Mais le demi-dieu semble avoir une idée, et il la partage avec enthousiasme avec Theodore. Theodore qui visualise la chose avec confusion. "L'air, ça devrait pas plutôt étendre les flammes ?" Il se rappelle d'un reportage vu sur la télé en noir et blanc d'un motel délabré, des années plus tôt, en partageant une barquette de frites avec Jules. "Je suis pas sûr que ça marche, mais c'est un peu notre seule option." Il ajoute finalement, en haussant les épaules. Ce n'est pas sa colonie, peu lui importe si les nymphes partent en révolution. Ce qu'il veut, c'est rentrer au camp, et se plaindre à Teagan avant de retrouver son lit à la maison deux. Pas se retrouver embarqué dans un lieu au sujet duquel on lui a donné mille avertissements.

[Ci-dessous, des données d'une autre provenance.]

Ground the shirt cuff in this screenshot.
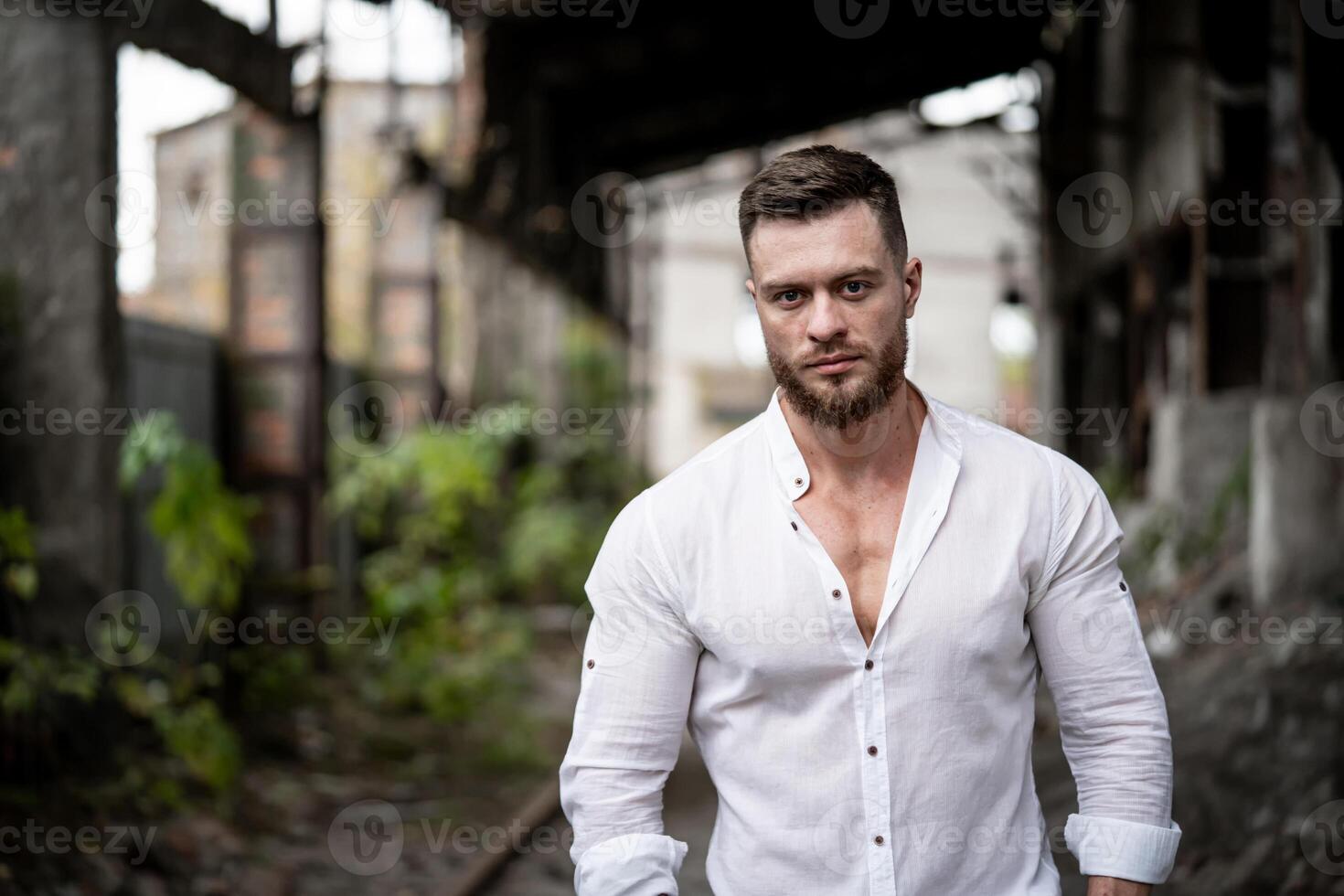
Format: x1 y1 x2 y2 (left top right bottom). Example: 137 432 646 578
574 834 691 896
1064 814 1180 884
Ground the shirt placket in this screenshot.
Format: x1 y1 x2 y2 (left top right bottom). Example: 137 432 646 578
789 505 896 896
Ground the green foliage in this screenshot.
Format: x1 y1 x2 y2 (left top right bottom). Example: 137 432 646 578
121 412 257 613
0 507 37 601
328 402 641 731
0 638 102 719
1136 449 1252 582
114 664 242 793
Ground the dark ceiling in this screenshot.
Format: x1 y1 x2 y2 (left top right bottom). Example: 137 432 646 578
448 0 1059 311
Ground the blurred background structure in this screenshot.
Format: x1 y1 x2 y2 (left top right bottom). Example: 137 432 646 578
0 0 1344 896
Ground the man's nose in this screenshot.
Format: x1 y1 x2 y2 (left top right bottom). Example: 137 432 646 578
807 292 848 343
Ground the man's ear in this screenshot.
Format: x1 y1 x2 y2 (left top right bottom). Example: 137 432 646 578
901 258 923 317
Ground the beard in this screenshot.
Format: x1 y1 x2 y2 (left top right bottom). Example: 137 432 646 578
766 315 906 430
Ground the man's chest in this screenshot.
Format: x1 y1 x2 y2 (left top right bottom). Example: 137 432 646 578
795 486 906 644
684 500 1035 699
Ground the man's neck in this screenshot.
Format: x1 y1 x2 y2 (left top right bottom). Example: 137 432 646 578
780 381 927 485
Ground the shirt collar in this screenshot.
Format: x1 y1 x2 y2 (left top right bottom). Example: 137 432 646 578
764 380 961 501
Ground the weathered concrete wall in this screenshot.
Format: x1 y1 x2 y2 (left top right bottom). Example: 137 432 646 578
1147 391 1255 526
1250 398 1344 609
0 15 125 642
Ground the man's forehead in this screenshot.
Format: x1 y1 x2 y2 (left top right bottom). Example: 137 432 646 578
747 201 892 283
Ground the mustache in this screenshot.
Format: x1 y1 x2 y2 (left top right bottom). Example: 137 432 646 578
798 346 869 367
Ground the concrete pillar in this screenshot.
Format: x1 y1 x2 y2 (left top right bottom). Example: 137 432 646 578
1249 398 1344 609
0 15 128 644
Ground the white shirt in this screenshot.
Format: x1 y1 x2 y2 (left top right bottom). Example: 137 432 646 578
560 381 1180 896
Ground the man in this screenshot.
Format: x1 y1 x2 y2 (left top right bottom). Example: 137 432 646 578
560 146 1180 896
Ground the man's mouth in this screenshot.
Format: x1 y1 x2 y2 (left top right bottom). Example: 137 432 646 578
807 353 860 375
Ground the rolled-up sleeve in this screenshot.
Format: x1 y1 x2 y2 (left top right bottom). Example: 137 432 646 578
1027 453 1180 884
560 492 703 896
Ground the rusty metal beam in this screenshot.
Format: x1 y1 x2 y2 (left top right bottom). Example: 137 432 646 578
106 0 298 118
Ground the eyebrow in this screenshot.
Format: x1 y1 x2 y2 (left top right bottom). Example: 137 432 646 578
760 264 881 293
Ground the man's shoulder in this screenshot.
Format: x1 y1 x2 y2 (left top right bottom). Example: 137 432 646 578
645 412 769 516
930 399 1095 502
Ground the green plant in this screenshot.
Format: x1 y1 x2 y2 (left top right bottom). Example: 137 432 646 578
121 411 257 613
328 405 641 724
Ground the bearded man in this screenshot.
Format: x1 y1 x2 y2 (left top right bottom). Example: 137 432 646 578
560 146 1180 896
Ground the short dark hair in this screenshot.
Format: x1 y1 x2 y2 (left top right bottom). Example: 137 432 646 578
738 144 907 269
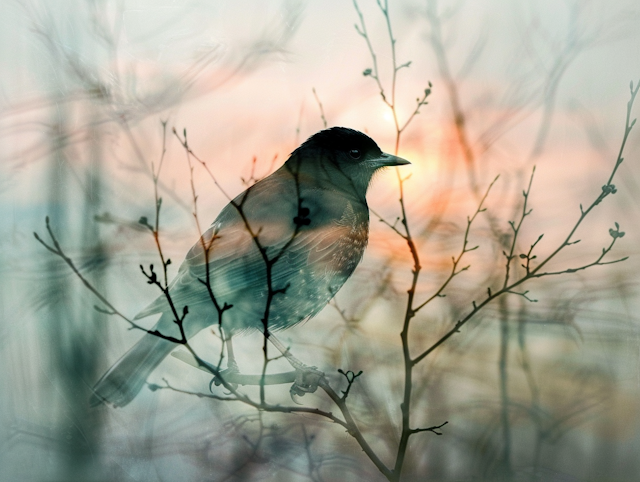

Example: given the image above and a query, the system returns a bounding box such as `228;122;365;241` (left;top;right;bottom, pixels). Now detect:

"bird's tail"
89;328;176;407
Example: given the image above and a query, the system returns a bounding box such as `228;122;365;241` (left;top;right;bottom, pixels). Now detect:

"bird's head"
287;127;410;197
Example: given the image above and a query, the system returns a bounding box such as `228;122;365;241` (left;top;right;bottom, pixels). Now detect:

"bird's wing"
136;173;366;318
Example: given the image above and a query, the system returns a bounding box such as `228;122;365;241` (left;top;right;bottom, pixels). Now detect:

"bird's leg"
265;330;324;403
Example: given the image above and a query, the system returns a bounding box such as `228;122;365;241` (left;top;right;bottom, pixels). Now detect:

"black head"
291;127;409;196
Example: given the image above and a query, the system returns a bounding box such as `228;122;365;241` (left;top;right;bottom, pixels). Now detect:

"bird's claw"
289;366;324;405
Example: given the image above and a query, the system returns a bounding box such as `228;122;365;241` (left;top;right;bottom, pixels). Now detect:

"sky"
0;0;640;480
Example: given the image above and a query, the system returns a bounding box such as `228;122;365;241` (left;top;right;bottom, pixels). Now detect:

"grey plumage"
91;127;407;406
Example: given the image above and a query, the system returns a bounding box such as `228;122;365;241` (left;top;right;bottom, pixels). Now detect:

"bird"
90;127;410;407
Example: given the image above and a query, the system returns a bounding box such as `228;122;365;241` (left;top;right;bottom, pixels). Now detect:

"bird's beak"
372;152;411;168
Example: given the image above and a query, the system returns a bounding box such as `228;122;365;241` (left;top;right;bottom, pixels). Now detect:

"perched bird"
91;127;409;406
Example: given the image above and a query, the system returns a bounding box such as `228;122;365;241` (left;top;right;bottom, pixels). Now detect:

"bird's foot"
289;365;324;405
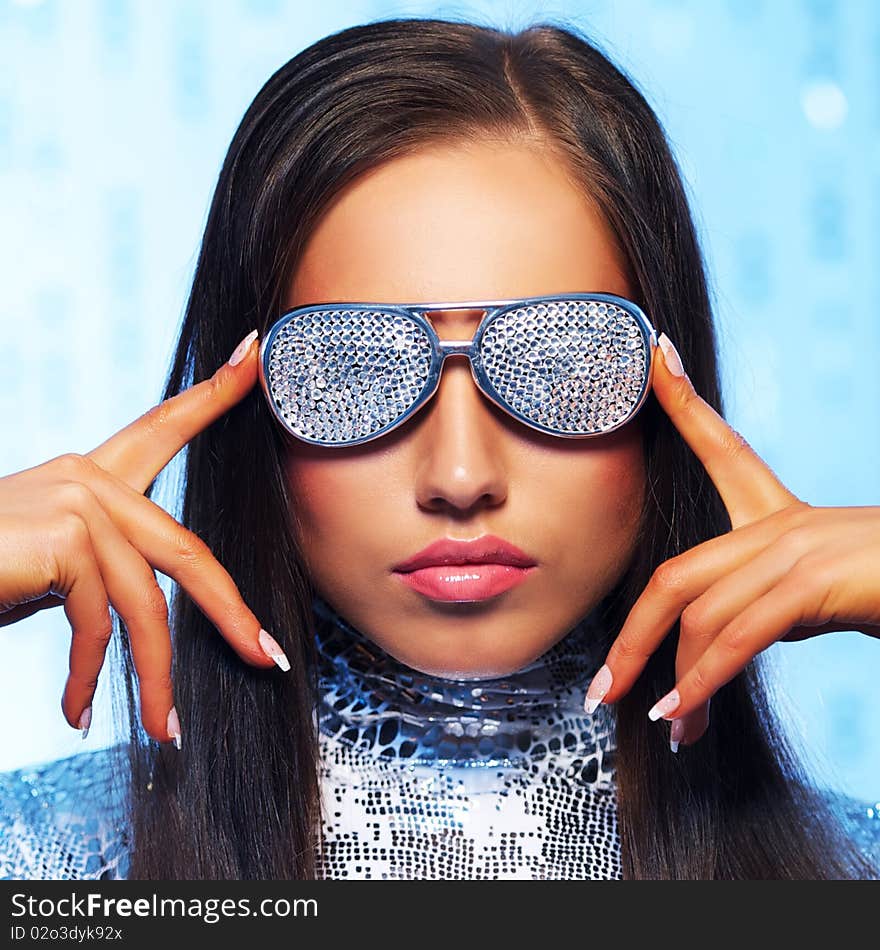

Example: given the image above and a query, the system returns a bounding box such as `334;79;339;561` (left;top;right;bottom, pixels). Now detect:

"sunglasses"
254;293;657;447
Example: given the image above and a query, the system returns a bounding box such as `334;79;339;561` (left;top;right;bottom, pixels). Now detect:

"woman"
0;19;880;879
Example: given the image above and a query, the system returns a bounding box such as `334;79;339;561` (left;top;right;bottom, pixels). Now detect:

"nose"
415;346;507;514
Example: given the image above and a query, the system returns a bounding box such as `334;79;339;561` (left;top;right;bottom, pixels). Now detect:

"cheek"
286;450;398;567
547;437;645;578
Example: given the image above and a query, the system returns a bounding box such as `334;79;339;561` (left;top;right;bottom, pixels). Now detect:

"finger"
87;330;258;493
675;530;809;745
61;544;113;738
652;334;798;528
59;482;174;742
56;457;278;669
604;502;812;703
648;568;824;719
0;594;64;627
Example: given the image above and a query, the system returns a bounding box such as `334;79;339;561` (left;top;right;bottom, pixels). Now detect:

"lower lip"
395;564;534;601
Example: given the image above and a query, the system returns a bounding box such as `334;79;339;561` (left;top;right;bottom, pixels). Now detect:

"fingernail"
168;706;183;749
648;689;681;722
78;706;92;739
657;333;684;376
584;664;611;713
669;719;684;752
257;630;290;673
229;330;259;366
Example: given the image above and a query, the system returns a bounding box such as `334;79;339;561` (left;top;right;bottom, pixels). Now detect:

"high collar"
313;597;614;781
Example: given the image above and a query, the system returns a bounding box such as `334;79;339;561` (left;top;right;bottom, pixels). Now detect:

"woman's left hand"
586;337;880;751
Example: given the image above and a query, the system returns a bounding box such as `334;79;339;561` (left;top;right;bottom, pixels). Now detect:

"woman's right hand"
0;331;290;748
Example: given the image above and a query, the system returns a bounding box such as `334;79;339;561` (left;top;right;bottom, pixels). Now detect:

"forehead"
285;143;630;307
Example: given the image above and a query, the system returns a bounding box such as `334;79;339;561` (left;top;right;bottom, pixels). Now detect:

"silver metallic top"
315;601;621;880
0;602;880;880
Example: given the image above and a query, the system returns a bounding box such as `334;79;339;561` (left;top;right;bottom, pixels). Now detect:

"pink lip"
394;534;536;601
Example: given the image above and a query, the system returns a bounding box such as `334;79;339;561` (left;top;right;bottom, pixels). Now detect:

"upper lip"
394;534;536;573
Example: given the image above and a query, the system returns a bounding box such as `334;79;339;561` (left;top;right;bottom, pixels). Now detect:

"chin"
379;644;552;680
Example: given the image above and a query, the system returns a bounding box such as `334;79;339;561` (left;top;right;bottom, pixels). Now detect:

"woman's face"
285;143;644;678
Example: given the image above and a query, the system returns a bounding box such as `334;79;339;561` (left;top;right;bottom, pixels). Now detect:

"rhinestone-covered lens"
266;310;431;444
481;300;650;434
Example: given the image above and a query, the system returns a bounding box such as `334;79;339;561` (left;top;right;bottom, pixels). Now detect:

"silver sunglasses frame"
259;292;657;448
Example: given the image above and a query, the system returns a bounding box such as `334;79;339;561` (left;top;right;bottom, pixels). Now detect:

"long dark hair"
118;19;871;880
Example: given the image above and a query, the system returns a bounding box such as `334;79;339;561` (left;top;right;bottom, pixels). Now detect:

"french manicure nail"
77;706;92;739
657;333;684;376
257;630;290;673
648;689;681;722
669;719;684;752
229;330;259;366
584;663;611;713
168;706;182;749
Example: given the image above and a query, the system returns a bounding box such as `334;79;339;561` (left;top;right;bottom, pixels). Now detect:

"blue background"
0;0;880;800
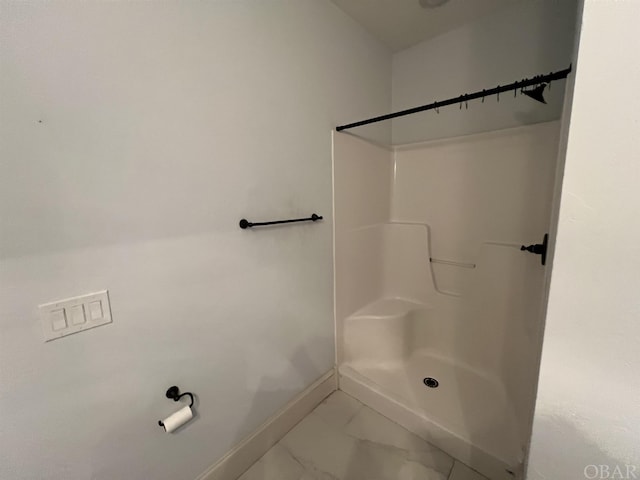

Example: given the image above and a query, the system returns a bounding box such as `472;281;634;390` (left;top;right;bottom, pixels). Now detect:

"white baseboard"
197;369;337;480
338;366;520;480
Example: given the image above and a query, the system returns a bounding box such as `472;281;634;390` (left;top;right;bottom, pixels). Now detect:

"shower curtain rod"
336;65;571;132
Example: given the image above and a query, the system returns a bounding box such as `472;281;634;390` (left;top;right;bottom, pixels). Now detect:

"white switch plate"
38;290;111;342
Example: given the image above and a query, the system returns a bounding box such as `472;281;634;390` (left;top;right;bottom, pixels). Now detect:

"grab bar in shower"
240;213;322;230
429;258;476;268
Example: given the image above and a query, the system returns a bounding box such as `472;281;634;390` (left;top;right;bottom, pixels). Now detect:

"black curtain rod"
336;65;571;132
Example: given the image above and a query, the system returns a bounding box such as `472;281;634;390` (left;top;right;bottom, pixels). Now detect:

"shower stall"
333;121;560;480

Mais évidemment, les choses ne sont pas si simples. Jamais, pour Theodore. Le bruissement derrière eux lui fait penser qu'il s'agit d'une énième nymphe. Bien sûr que non, ce serait trop facile. Trop simple. Quand ils se retournent, c'est le regard vicieux des deux empousai qui les cloue sur place. Theodore se fige. Il en a déjà rencontré, longtemps auparavant, avec Jules, puis avec Declan. Elles sont sournoises, mauvaises. Elles haïssent les demi-dieux de toutes les fibres de leurs êtres. Et elles aiment probablement traîner dans les bois alentours à la colonie, à la recherche de nourriture ou de victimes. Theodore fait un pas en arrière, son estomac noué. "Je pense que le feu peut attendre." Derrière eux, le feu crépite, mais Theodore l'ignore. Tous ses muscles sont tendus, sa concentration sur les monstres, et son bracelet brésilien dénoué, au cas où. Les empousai s'avancent, les dévisagent avec gourmandise. Elles ronronnent presque, quand elles les saluent. Theodore voudrait disparaître. "T'as une idée ?" Si le demi-dieu essaie de l'embarquer à la colonie, il devra se débrouiller seul avec les empousai. Hors de question qu'il mette les pieds là-bas.